9.2 What are the Experimental Unit and the Unit of Prediction?

Nearly 2600 wavelengths are measured each day for two weeks for each of 15 small-scale bioreactors. This type of data forms a hierarchical, or nested, structure in which wavelengths are measured within each day and within each bioreactor. The key characteristic of this is that the data within a nesting is more related than data between nestings. For example, the spectra within a day are more related to each other than between different days, AND the wavelengths within the days are more correlated with each other than wavelengths between reactors.

🤯WOW this is confusing

Interrelated correlations can be visualized through a plot of autocorrelations. In the plot below, we can see that the autocorrelation between wavelengths is different on different days.

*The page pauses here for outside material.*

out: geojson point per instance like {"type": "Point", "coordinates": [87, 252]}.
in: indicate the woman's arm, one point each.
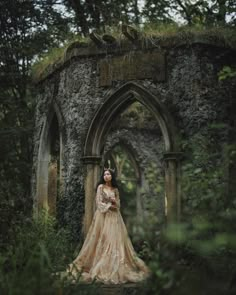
{"type": "Point", "coordinates": [101, 206]}
{"type": "Point", "coordinates": [116, 204]}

(a) Autocorrelations for selected lags of wavelengths for small-scale bioreactor 1 on the first day. (b) Autocorrelations for lags of days for average wavelength intensity for small-scale bioreactor 1.

Figure 9.4 (b) shows the autocorrelations for the first 13 lagged days. Here correlations for the first lag is greater than 0.95, with correlations tailing off fairly quickly.

So what is the unit of prediction? Spectra? Number of days to reach a certain wavelength? Because everything inside a bioreactor is independent of other bioreactors, the unit of analysis is day within a bioreactor. Everything WITHIN a bioreactor is going to have autocorrelation.

The unit of analysis will help us decide how to use cross-validation to evaluate our results honestly. Leave one out or kfold cross validation should be used. We can’t do cross validation on days or wavelengths because they’re not independent units.